O episódio
Treze entra por uma história. A Passport segura o que o pacote deixa cravar: o nome, o formato e a decisão de manter Treze encontrável. Sem inflar biografia e sem copiar o recorte de outra redação. Quem abre esta recorte encontra Treze no centro, o recorte coma porta e o acervo da Passport como casa. Nada aqui pede que o leitor invente o restante da carreira.
Os nomes
Treze não vira categoria vazia. A matéria liga o nome à entidade, a entidade ao arquivo, o arquivo à busca. Se a Loja tiver produto real deste artista, a grade comercial aparece como trilho — nunca como vitrine colada no texto.
O arquivo
Circulação desta recorte é retorno: WhatsApp e Telegram levam a pessoa de volta para a Passport, não para um recorte alheio. De Treze o leitor pode ir ao rádio, à discussão, à colaboração ou à Loja quando a relação for real.
O que permanece
A Passport não precisa inflar o que o pacote não carrega. Para Treze, esta recorte cumpre o ofício: nomear, situar, ligar e guardar. O resto — foto antiga, setlist, declaração — só entra quando houver fato.
O acervo publicado é a memória da casa. Treze permanece ligado à busca, ao A–Z, às relacionadas e à discussão da Conta Passport. Nenhuma matéria boa deve morrer depois de sair da capa. Esta recorte cumpre essa regra com os fatos que existem e recusa os que não existem.

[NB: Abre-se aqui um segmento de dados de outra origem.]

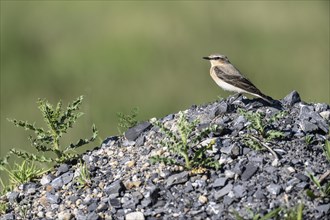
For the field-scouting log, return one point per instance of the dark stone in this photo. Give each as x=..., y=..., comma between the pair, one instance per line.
x=292, y=98
x=115, y=203
x=115, y=188
x=133, y=133
x=250, y=170
x=177, y=179
x=53, y=199
x=62, y=180
x=222, y=192
x=239, y=191
x=302, y=177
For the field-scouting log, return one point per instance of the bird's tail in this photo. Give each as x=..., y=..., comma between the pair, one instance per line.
x=268, y=99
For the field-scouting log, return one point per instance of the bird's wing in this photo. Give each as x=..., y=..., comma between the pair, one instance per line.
x=233, y=77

Quem procura Treze neste Blog encontra uma URL estável, um formato classificado e portas para o arquivo. A capa é vitrine. O arquivo é a cidade. A Passport não esconde o acervo num JSON invisível ao público.
Treze permanece neste acervo para ser relido e buscado. A capa é vitrine e o arquivo é a cidade. Quem chegou por este nome pode sair por outra história da casa.
A Passport deixa Treze no mapa do Blog para que a história continue encontrável, com o rádio aberto e sem pressa de transformar memória em pauta descartável.
Você estava lá?
Tocou, gravou ou conviveu com Treze nessa época? Tem capa, ficha, foto de estúdio? Ajude a completar o acervo.